Plus, these days, who doesn’t write a yearly wrap-up post? I get tired of reading them, so it would be silly of me to try to write one. Let’s put it this way,
2011 was ace.
There was drunkenness, dancing, videos, friends, and food. There was the siphoning of skills, and the expansion of dreams. There was a career path coming into view. There were opportunities falling out of my hands. I loved 2011, despite the boy being away in the summer. I loved Costa Rica, and Russia and camp. I loved working and working less. I loved the whim that I approached with caution and then ran away with. I loved control and acceptance. I loved seeing the finish line.
But 2012 is going to be better, and not just because I like the balance of the number more on the page than 2011. 2011 was lopsided. 2012 is going to be more work, more play, more travel and more responsibility. 2012 is going to be everything I hope and everything I can’t possibly know to hope for.

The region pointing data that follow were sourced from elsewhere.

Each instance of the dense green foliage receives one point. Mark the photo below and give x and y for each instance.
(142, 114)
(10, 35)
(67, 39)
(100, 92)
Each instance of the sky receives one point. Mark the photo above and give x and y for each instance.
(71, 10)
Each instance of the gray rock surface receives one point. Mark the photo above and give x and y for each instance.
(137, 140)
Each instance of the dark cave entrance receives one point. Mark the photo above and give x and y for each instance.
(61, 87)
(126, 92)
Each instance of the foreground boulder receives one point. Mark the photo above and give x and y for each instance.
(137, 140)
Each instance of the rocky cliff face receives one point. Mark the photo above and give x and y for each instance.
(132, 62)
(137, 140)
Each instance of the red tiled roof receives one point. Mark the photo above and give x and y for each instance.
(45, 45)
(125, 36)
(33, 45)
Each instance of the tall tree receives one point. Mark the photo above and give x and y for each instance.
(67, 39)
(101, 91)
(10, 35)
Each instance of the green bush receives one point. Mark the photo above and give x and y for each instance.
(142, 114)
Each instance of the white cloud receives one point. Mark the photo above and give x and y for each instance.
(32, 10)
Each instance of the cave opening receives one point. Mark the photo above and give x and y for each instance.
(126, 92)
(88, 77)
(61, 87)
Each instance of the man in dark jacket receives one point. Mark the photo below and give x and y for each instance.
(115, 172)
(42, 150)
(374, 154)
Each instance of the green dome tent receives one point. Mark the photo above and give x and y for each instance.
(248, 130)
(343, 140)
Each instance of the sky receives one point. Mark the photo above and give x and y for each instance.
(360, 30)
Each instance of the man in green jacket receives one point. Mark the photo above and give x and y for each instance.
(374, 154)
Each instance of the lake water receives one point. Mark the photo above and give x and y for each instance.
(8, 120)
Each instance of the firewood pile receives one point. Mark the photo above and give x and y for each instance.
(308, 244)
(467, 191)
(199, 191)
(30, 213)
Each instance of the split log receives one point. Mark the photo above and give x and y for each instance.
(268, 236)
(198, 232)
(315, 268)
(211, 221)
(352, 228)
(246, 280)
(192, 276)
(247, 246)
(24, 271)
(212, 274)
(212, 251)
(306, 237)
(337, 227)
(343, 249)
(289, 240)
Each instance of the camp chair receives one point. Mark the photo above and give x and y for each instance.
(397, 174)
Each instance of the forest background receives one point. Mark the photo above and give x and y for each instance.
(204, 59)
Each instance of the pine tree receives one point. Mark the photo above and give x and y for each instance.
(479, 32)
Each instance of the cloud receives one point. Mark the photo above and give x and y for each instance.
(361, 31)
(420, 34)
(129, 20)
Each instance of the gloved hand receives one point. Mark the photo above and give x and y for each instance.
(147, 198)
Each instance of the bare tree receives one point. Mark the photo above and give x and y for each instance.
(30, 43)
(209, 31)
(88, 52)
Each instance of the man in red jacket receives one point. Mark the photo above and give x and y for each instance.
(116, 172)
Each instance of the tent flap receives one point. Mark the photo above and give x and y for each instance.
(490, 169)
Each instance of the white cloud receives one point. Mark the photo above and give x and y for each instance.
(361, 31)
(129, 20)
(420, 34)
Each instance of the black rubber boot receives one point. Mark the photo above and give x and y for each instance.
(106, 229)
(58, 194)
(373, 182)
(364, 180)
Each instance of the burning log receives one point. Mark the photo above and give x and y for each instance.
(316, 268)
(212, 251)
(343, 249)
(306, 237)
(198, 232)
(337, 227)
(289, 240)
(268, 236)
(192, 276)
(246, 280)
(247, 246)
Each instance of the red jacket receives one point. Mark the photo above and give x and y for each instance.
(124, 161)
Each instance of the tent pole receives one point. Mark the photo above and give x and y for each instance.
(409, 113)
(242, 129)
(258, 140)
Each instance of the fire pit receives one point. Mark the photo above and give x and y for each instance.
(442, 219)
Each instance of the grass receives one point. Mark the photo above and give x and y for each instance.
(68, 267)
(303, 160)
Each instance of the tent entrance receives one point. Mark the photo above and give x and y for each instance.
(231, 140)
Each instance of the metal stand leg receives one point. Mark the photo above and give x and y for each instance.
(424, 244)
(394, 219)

2012 is going to be just another fucking year.
But it is also the year I turn 22 and wake up to a new home. It is also the year I will walk outside by myself, and write more of myself, and publish 2 things, anywhere. It is the year that articulation will be key, and all my hard work will start being reaped. It will be the year I conquer my nightmares.
Mostly because I’m an optimist, if sometimes too much of a worrier.
Enjoy this moment folks, you won’t live it again.